Karşılık verdiğime inanmak istemesem de o an aklımda gezen tek şey bağımlılık yapan dudaklarıydı. Kollarımdan kayan elleri nazikçe belime dolanınca alt dudağımı tahrik edercesine emmeye başladı. Bu tutku öylesine boğucuydu ki bacaklarımın beni daha fazla ayakta tutabileceğini sanmıyordum. Ed beni sıkıca tutmasa yere yayılacağımdan emindim.
Nefesimi kesen öpücükleri dudaklarımı soluk almak için aralamama neden olduğunda zaman kaybetmeden dilini bulduğu aralıktan içeri soktu. İşte o an ne yaptığımı idrak etme fırsatım olmuştu. Dilime değen dili uçtuğum diyarlardan dünyaya geri dönmemi sağladı. Az önce öfkeyle haykırdığım kişiyi mi öpüyordum ben? Yıllarca hayalini kurduğum, en ufak detayına kadar planladığım ilk öpücüğümü bu genç adama mı kaybetmiştim? Bana ne olmuştu böyle?
Gerçekler yüzüme bir tokat gibi vurduğunda gözlerimi irice açtım. Ed hâlâ beni öpmekle meşguldü, ancak tadını çıkardığı anı onu ittirerek kağıt parçasını yırtarcasına ortadan ikiye ayırdım. Şaşırmış ifadeyle gözkapaklarını araladı, anlaşılan bunu hesaba katmamıştı. Beni kulüpteki o sarışınla karıştırmıştı herhalde. Dediğim gibi, onun canı sıkıldığında oynayabileceği oyuncağı olmayacaktım. Ve bunu kendime kanıtlamak istercesine Ed soran gözlerle bakarken titremeye devam eden elimi yükseltip dosdoğru yanağıyla buluşturdum. Uyguladığım baskıyla başı hızla yana çevirildiğinde nefes almakta güçlük çekiyordum. Sanki sonunu göremediğim bir yolda saatlerce koşmuştum.
Birkaç saniye boyunca ikimiz de tek bir kelime etmeden bir heykel gibi dikildik. Kulaklarıma sadece yere düşen yağmur damlalarının rahatlatıcı sesi dolsa da kendimi rahat hissedemiyordum. Beni endişelendiren Ed'in sessizliğiydi, fırtınadan önceki tehlikeli sessizliği. Bir yanım ani saldırım yüzünden özür dilemek istiyor, diğer yanım ise bunu hak ettiğini ve beni bir daha rahatsız etmemesini söylemeyi iple çekiyordu. Ve o öfkeli yanım daha ağır basarken kendime hakim olmakta çok zorlanıyordum.

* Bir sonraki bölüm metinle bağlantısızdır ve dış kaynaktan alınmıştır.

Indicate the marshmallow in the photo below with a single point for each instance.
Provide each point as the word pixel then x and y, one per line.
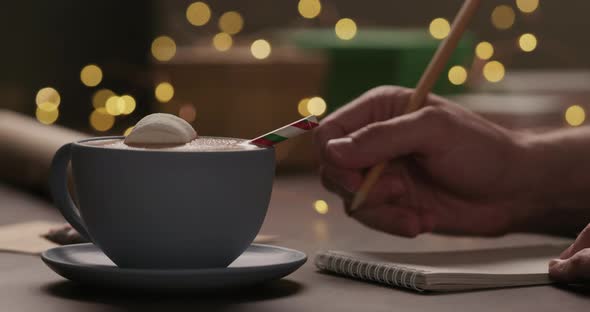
pixel 161 128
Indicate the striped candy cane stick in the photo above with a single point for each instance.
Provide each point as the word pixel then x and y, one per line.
pixel 286 132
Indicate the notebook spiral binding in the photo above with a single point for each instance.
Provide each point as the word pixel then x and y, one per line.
pixel 384 273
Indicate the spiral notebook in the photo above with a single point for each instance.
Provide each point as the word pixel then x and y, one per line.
pixel 446 271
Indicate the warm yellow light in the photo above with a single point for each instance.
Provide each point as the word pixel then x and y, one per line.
pixel 46 117
pixel 316 106
pixel 321 206
pixel 47 95
pixel 575 115
pixel 128 104
pixel 127 131
pixel 222 42
pixel 100 120
pixel 484 50
pixel 527 42
pixel 309 8
pixel 198 13
pixel 47 106
pixel 100 97
pixel 260 49
pixel 439 28
pixel 163 48
pixel 115 105
pixel 503 17
pixel 527 6
pixel 164 92
pixel 187 112
pixel 91 75
pixel 345 29
pixel 493 71
pixel 457 75
pixel 231 22
pixel 302 107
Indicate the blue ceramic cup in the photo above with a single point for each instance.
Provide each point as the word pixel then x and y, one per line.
pixel 165 209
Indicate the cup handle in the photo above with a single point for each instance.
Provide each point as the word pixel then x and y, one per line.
pixel 58 184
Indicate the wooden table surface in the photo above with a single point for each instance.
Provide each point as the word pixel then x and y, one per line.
pixel 28 285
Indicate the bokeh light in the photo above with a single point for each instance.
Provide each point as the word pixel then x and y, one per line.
pixel 503 17
pixel 100 120
pixel 345 29
pixel 309 8
pixel 164 92
pixel 222 42
pixel 46 117
pixel 129 104
pixel 100 97
pixel 316 106
pixel 527 42
pixel 260 49
pixel 302 107
pixel 128 131
pixel 484 50
pixel 575 115
pixel 115 105
pixel 457 75
pixel 198 13
pixel 187 112
pixel 527 6
pixel 493 71
pixel 439 28
pixel 163 48
pixel 91 75
pixel 321 206
pixel 231 22
pixel 47 106
pixel 48 95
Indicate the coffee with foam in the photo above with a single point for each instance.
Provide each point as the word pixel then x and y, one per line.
pixel 200 144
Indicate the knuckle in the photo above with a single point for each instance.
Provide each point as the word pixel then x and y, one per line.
pixel 436 115
pixel 388 92
pixel 579 261
pixel 585 234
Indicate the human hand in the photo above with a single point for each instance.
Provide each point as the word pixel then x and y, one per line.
pixel 460 173
pixel 573 265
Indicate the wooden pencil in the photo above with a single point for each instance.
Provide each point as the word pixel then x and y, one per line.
pixel 429 77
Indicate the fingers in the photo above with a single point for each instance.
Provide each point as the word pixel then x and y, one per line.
pixel 581 242
pixel 575 269
pixel 375 105
pixel 394 219
pixel 345 182
pixel 414 133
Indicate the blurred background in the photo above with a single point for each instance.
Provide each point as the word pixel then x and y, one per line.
pixel 242 68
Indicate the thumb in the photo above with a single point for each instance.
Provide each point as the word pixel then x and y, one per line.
pixel 572 270
pixel 383 141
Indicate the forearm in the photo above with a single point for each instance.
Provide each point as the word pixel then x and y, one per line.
pixel 558 163
pixel 27 147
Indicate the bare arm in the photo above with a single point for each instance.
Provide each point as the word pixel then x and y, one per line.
pixel 27 147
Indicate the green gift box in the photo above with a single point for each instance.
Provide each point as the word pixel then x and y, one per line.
pixel 377 57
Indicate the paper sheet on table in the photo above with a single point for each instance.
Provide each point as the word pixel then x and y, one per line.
pixel 26 237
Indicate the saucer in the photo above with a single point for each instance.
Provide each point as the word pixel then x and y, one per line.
pixel 86 264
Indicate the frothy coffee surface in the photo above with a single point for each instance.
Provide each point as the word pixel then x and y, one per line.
pixel 200 144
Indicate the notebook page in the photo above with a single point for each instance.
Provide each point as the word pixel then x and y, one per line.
pixel 512 260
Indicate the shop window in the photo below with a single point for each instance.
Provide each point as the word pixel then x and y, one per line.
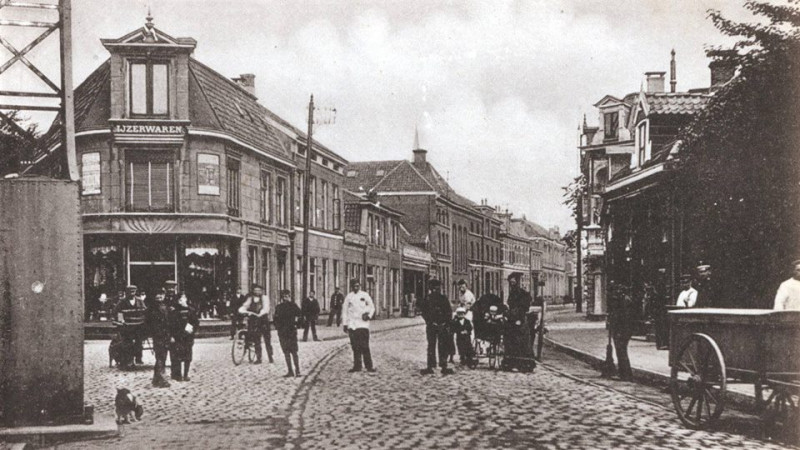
pixel 149 181
pixel 280 202
pixel 90 173
pixel 233 178
pixel 207 174
pixel 337 208
pixel 149 88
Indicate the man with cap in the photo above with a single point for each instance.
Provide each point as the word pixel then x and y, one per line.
pixel 788 295
pixel 688 296
pixel 358 310
pixel 461 327
pixel 131 305
pixel 437 313
pixel 158 324
pixel 337 301
pixel 171 292
pixel 256 309
pixel 518 342
pixel 286 314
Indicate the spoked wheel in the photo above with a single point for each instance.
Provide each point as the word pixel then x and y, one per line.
pixel 491 353
pixel 698 382
pixel 239 347
pixel 781 412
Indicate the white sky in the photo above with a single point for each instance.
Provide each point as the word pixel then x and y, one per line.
pixel 496 88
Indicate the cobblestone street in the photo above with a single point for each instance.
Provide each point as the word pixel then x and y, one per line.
pixel 253 406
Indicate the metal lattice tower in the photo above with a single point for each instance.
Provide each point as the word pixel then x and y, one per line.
pixel 61 96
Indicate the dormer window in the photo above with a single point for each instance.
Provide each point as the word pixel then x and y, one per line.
pixel 611 125
pixel 641 142
pixel 149 88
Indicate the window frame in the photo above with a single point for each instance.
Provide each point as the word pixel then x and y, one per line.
pixel 149 92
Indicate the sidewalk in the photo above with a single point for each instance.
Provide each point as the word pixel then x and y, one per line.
pixel 575 335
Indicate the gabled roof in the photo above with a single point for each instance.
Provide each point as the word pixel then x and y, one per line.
pixel 366 174
pixel 235 111
pixel 676 103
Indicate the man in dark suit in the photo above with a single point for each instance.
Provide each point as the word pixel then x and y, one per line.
pixel 337 300
pixel 437 312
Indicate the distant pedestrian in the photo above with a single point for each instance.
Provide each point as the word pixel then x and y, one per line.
pixel 437 313
pixel 358 310
pixel 462 328
pixel 310 315
pixel 184 324
pixel 256 309
pixel 688 296
pixel 286 315
pixel 234 303
pixel 157 322
pixel 337 301
pixel 788 295
pixel 620 321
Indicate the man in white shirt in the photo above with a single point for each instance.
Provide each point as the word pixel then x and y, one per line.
pixel 788 296
pixel 688 296
pixel 357 311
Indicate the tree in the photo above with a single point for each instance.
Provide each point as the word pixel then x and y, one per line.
pixel 17 142
pixel 741 177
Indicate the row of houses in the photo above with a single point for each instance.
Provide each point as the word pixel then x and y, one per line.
pixel 186 176
pixel 635 214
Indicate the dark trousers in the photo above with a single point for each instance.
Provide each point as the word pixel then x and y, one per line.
pixel 464 347
pixel 260 328
pixel 338 314
pixel 437 334
pixel 161 349
pixel 359 341
pixel 621 339
pixel 310 322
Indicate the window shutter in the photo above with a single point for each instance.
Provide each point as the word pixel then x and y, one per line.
pixel 160 189
pixel 140 191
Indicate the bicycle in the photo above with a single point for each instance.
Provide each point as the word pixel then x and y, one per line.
pixel 242 346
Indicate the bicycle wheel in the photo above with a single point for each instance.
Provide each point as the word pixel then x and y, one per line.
pixel 239 347
pixel 491 353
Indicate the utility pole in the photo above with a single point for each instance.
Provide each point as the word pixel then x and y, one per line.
pixel 306 187
pixel 579 255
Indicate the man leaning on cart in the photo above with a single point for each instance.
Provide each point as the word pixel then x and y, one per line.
pixel 788 296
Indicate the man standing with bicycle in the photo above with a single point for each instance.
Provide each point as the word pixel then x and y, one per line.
pixel 256 309
pixel 437 312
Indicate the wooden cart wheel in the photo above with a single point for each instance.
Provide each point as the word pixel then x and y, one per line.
pixel 781 412
pixel 698 382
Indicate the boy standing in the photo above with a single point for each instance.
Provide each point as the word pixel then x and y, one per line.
pixel 285 318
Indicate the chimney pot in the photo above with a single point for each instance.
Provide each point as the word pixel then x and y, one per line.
pixel 655 82
pixel 248 82
pixel 420 156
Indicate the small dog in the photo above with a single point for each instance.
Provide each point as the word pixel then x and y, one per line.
pixel 127 408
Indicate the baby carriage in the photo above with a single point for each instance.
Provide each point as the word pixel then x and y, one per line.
pixel 488 322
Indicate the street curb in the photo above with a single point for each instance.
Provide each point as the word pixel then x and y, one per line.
pixel 742 402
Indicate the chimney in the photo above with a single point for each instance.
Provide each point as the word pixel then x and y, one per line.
pixel 672 77
pixel 248 82
pixel 655 82
pixel 419 156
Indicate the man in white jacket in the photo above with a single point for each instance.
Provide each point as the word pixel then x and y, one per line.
pixel 357 311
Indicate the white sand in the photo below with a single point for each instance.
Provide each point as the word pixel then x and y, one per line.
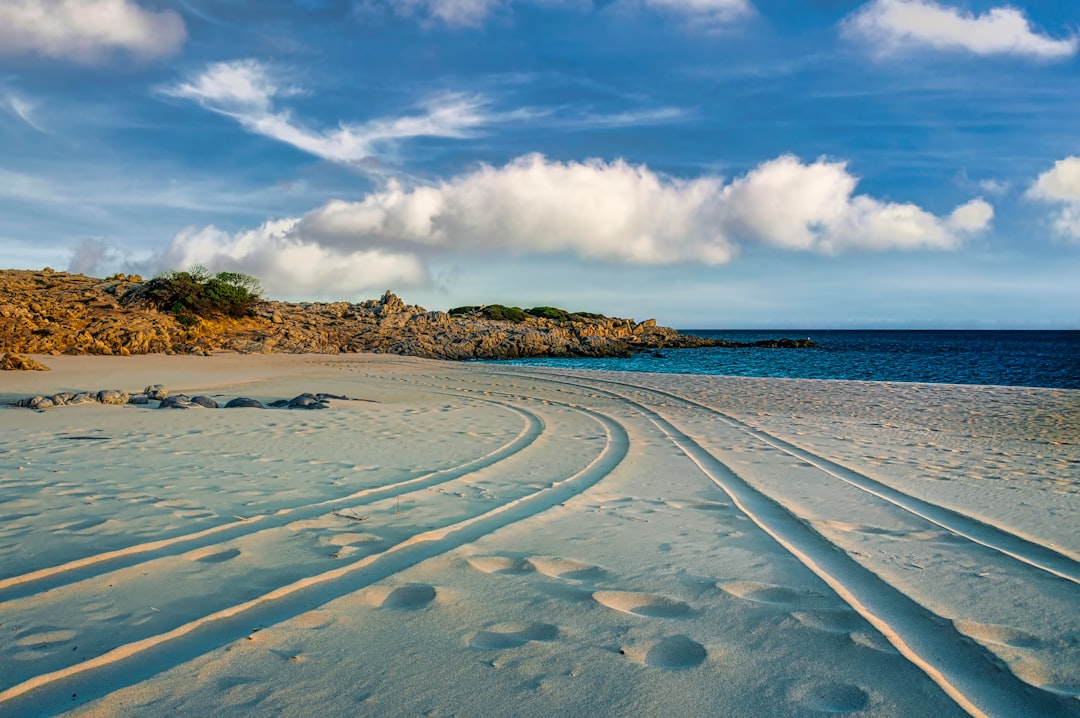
pixel 482 540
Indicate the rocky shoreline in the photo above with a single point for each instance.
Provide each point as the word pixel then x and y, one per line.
pixel 49 312
pixel 164 400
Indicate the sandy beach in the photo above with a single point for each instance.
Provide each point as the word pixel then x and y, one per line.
pixel 489 540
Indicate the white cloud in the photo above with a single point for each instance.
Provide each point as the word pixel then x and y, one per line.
pixel 995 186
pixel 472 13
pixel 711 12
pixel 1061 186
pixel 609 212
pixel 88 30
pixel 892 25
pixel 245 91
pixel 22 108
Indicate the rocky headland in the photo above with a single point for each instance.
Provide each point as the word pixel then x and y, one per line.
pixel 50 312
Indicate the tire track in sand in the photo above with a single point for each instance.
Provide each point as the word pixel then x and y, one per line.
pixel 50 692
pixel 969 674
pixel 17 586
pixel 1021 549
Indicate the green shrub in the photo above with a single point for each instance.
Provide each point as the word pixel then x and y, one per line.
pixel 496 312
pixel 548 312
pixel 500 313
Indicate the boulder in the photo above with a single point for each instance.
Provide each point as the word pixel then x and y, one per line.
pixel 13 362
pixel 244 403
pixel 176 402
pixel 112 396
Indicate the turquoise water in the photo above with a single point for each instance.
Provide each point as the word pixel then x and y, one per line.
pixel 1012 359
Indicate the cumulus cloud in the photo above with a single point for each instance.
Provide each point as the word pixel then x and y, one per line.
pixel 91 256
pixel 88 30
pixel 892 25
pixel 610 212
pixel 1061 186
pixel 245 91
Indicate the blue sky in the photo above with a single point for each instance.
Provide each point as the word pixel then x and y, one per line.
pixel 711 163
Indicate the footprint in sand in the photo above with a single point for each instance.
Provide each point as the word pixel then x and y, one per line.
pixel 314 620
pixel 44 637
pixel 832 698
pixel 512 635
pixel 764 593
pixel 671 653
pixel 567 568
pixel 501 565
pixel 647 605
pixel 409 598
pixel 985 633
pixel 837 622
pixel 700 505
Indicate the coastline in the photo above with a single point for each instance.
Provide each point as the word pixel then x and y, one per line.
pixel 476 539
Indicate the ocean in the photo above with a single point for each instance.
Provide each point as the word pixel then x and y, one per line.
pixel 1009 359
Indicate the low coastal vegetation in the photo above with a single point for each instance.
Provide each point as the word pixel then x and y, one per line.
pixel 516 314
pixel 197 294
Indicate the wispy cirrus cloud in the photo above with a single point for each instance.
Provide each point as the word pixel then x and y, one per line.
pixel 1061 186
pixel 88 30
pixel 606 212
pixel 246 92
pixel 472 13
pixel 21 107
pixel 893 25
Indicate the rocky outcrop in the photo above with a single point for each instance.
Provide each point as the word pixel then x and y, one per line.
pixel 46 312
pixel 166 401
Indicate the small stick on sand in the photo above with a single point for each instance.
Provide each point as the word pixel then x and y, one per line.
pixel 350 515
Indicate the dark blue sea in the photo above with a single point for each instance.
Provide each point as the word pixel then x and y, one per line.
pixel 1011 359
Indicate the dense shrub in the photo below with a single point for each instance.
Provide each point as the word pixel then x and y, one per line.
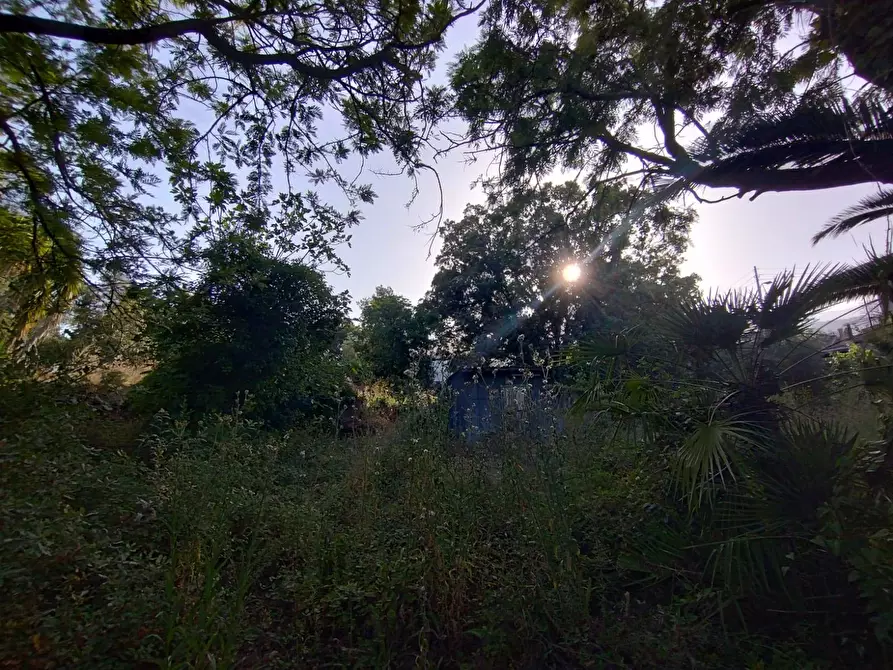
pixel 254 331
pixel 233 546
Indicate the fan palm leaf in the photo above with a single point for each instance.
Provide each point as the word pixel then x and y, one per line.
pixel 869 209
pixel 710 458
pixel 786 306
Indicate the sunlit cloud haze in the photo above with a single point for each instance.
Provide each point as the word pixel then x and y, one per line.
pixel 771 233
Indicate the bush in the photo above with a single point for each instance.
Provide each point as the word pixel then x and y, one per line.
pixel 254 332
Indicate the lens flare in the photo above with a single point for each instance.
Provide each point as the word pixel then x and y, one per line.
pixel 571 273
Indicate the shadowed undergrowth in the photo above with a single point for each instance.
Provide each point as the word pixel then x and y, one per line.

Gücümü azaltan soğuğa direnerek derin bir nefes eşliğinde hareket etmeye başladım. Ed şokun etkisinde miydi yoksa öfkesini kontrol altına mı almaya çalışıyordu bilmiyorum, ancak yanından uzaklaşmaya yeltendiğimde hiçbir şey demedi. Bir an rahatlamıştım, doğru düzgün cümle kuracak halim yoktu. Benden bir özür beklerse çok beklerdi. Bu kaba Melinda'nın nereden geldiğine dair hiçbir fikrim yoktu, ben herkese ne şartlarda olursam olayım olabildiğince nazik davranmaya çalışırdım. Fakat, Ed'in etrafındayken bambaşka biri oluyordum adeta. Bu yüzden ikimiz için de en iyisi benden uzak durmasıydı.
ŞİMDİ OKUDUĞUN
Gece ve Gündüz (Ara verildi)
RomanceKurduğumuz hayaller, aklımızda yarattığımız o görkemli dünyalar geleceğimizde yaşamak istediklerimizin izlerini taşırlar. Kaderimizden habersizce uyansak da yeni bir güne, hedeflerimiz hazırdır ve gerçekleştirilmeyi beklerler. Her şey temiz bir sayf...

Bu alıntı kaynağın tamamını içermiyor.